Personal information
- Born: 16 March 1956 (age 70) Pernik, Bulgaria
- Height: 179 cm (5 ft 10 in)
- Weight: 107 kg (236 lb)

Sport
- Sport: Weightlifting

Medal record
Representing Bulgaria
Men's weightlifting
Olympic Games
| Disqualified | 1976 Montreal | 110 kg |
| Silver medal – second place | 1980 Moscow | 110 kg |
World championships
| Gold medal – first place | 1975 Moscow | 110 kg |
| Gold medal – first place | 1977 Stuttgart | 110 kg |
| Silver medal – second place | 1979 Thessaloniki | 110 kg |
| Silver medal – second place | 1980 Moscow | 110 kg |
European championships
| Silver medal – second place | 1974 Verona | 110 kg |
| Gold medal – first place | 1975 Moscow | 110 kg |
| Gold medal – first place | 1976 Berlin | 110 kg |
| Gold medal – first place | 1977 Stuttgart | 110 kg |
| Silver medal – second place | 1980 Belgrade | 110 kg |

= Valentin Hristov (weightlifter, born 1956) =

Bulgarian weightlifter

Valentin Hristov (Валентин Христов, born 16 March 1956) is a retired Bulgarian heavyweight weightlifter. He is best known for being the first weightlifter to be disqualified from the modern Olympic Games for doping after anabolic steroid testing was introduced at the 1976 Games. He later went on to claim the silver at the 1980 Olympics. Hristov won the world and European titles in 1975 and 1977 and placed second in 1979. In 1975–76 he set nine ratified world records: three in the snatch, four in the clean and jerk and two in the total.
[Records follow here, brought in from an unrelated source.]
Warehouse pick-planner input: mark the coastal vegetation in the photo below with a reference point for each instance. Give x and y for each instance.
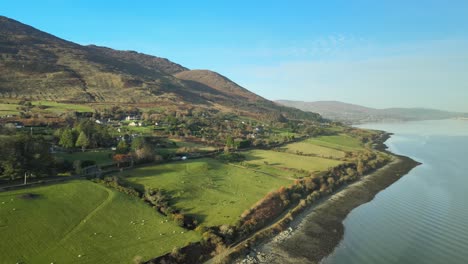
(93, 173)
(83, 222)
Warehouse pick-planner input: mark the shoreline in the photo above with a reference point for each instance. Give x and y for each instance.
(315, 232)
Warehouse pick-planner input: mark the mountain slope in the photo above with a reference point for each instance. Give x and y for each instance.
(39, 66)
(351, 113)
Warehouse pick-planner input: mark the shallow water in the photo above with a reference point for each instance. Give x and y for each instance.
(423, 217)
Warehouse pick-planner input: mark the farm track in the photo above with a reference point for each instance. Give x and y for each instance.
(109, 198)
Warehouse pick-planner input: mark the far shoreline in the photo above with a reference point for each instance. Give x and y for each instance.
(315, 232)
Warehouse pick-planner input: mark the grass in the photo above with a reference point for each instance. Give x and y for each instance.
(288, 160)
(338, 142)
(62, 107)
(101, 157)
(60, 224)
(201, 147)
(309, 148)
(214, 192)
(10, 108)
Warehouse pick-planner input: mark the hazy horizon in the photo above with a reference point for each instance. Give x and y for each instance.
(380, 55)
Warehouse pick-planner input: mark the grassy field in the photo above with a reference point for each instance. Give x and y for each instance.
(8, 109)
(83, 222)
(338, 142)
(183, 144)
(101, 157)
(288, 160)
(214, 192)
(11, 107)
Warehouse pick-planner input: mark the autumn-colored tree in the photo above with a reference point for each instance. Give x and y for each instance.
(121, 158)
(82, 141)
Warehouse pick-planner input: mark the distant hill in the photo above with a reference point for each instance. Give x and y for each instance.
(351, 113)
(38, 66)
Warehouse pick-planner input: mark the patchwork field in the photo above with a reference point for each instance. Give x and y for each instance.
(214, 192)
(83, 222)
(101, 157)
(288, 160)
(11, 107)
(338, 142)
(308, 148)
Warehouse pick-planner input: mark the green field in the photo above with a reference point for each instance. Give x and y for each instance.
(214, 192)
(49, 107)
(8, 109)
(338, 142)
(309, 148)
(288, 160)
(83, 218)
(101, 157)
(184, 144)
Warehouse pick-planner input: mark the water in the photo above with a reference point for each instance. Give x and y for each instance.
(423, 217)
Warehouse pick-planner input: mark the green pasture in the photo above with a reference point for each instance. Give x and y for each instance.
(83, 222)
(213, 192)
(288, 160)
(101, 157)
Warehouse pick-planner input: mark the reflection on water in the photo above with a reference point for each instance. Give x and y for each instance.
(423, 217)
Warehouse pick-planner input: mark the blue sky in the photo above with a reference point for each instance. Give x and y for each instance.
(375, 53)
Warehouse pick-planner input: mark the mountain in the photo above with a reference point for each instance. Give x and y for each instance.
(38, 66)
(351, 113)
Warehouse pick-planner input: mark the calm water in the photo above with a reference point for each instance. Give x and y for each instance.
(423, 217)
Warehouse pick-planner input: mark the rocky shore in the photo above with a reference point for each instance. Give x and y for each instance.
(315, 233)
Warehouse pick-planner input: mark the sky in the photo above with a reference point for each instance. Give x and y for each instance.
(374, 53)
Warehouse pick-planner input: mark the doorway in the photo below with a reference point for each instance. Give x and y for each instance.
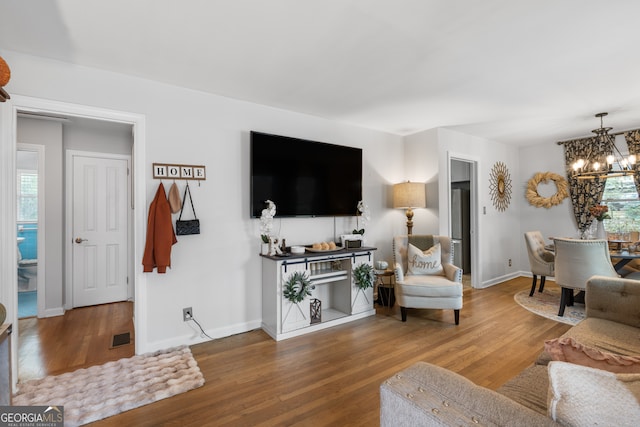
(463, 216)
(29, 228)
(97, 234)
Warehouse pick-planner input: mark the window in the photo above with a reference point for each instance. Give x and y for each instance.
(27, 195)
(621, 196)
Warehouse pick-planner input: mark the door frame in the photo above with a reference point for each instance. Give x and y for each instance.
(68, 218)
(41, 290)
(476, 263)
(8, 259)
Hristov originally won the gold medal at the 1976 Olympic Games in Montreal for Bulgaria but had the medal stripped and title revoked after testing positive for an undisclosed anabolic steroid. This was before the IOC had banned those who cheated from future Olympic Games by testing positive for the use of PEDs, and the Bulgarian returned to claim the silver medal in 1980.